After a truly memorable dinner of tapas and wine at Cúrate in Asheville, I took a momement to briefly thumb through their cookbook on my way out of the restaurant. While I did not take enough time to really absorb the photos and recipes, one page stuck with me. Their recipe for Tomato Bread included a description of rubbing garlic and halved tomatoes directly on toasted bread. Beautifully simple and rustic.
A couple months later, I picked up the vegetables from our CSA one evening and I was handed a brown paper bag full of fresh tomatoes. My first thought was to make a red sauce for pasta, but then the recipe for Tomato Bread stirred in my mind. Not remembering the specifics, I searched the Internet for Pan con Tomate (tomato bread).

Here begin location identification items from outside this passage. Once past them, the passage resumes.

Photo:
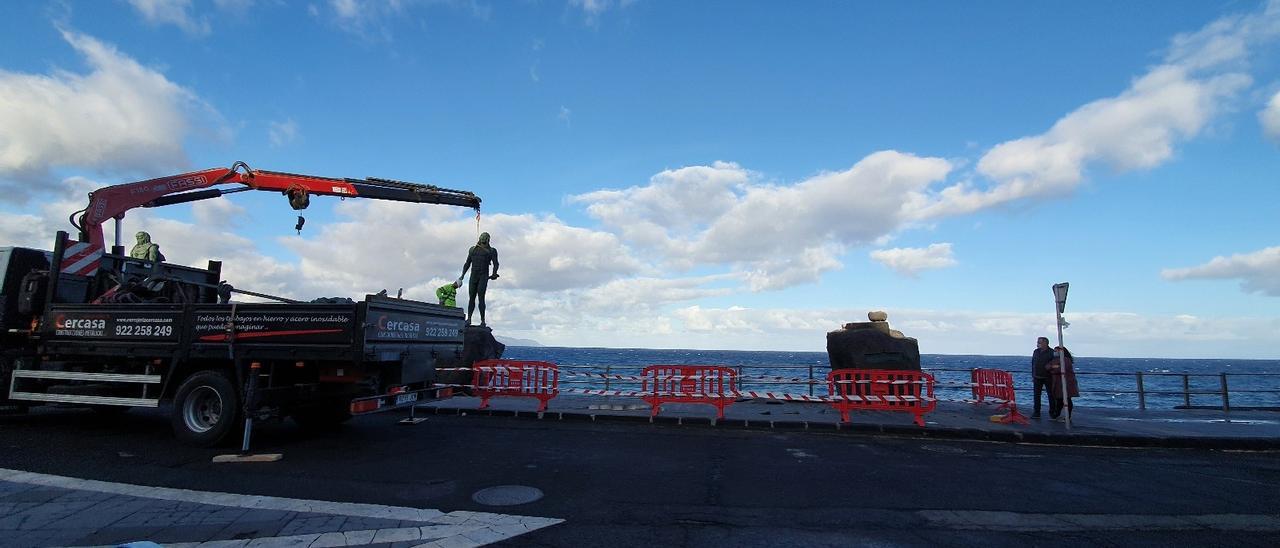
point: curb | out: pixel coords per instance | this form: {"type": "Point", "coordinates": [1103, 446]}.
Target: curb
{"type": "Point", "coordinates": [897, 430]}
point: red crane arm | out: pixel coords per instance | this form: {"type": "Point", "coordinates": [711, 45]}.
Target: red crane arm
{"type": "Point", "coordinates": [114, 201]}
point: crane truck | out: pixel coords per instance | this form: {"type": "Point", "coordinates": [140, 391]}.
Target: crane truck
{"type": "Point", "coordinates": [85, 325]}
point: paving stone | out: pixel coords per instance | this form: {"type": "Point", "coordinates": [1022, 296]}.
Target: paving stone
{"type": "Point", "coordinates": [307, 525]}
{"type": "Point", "coordinates": [118, 535]}
{"type": "Point", "coordinates": [250, 530]}
{"type": "Point", "coordinates": [357, 538]}
{"type": "Point", "coordinates": [329, 540]}
{"type": "Point", "coordinates": [187, 534]}
{"type": "Point", "coordinates": [355, 524]}
{"type": "Point", "coordinates": [400, 534]}
{"type": "Point", "coordinates": [223, 515]}
{"type": "Point", "coordinates": [36, 494]}
{"type": "Point", "coordinates": [283, 542]}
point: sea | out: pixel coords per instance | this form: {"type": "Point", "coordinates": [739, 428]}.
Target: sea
{"type": "Point", "coordinates": [1105, 382]}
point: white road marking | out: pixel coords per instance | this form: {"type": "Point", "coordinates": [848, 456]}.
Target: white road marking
{"type": "Point", "coordinates": [439, 529]}
{"type": "Point", "coordinates": [800, 453]}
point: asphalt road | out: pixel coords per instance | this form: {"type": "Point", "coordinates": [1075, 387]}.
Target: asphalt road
{"type": "Point", "coordinates": [625, 484]}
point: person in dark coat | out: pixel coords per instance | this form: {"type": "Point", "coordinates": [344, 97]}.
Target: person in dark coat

Here is my take on Pan con Tomate:
First, make a small cut in the bottom of the tomatoes. Then, grate the tomatoes into a bowl, discarding the skin. The small cut helps start the grating process, otherwise the tomatoes slides along the grater rather ineffectively. The skin generally remains intact and is easy to remove from the top of the grater. Season the tomatoes with salt and minced clove fresh garlic to taste. I used about a half teaspoon salt and one clove of garlic to about two cups of grated tomatoes.
Slice a baguette in half longwise horizontally, then slice each half into 2 inch wide rectangles. Drizzle the bread with olive oil and broil it until browned. Rub a clove of garlic over the crispy bread and spoon the tomatoes over it. Finish with a light sprinkle of salt and a light drizzle of olive oil.
Because Pan con Tomate is such a simple dish, the quality of the ingredients is very important. The tomatoes needs to be fresh and ripe. The olive oil should also be good quality. When done well, the dish should invoke feelings of eating at the beach or traveling the Iberian Peninsula.
Pan con Tomate makes a great tapa or a light dinner. It also goes well with a larger spread.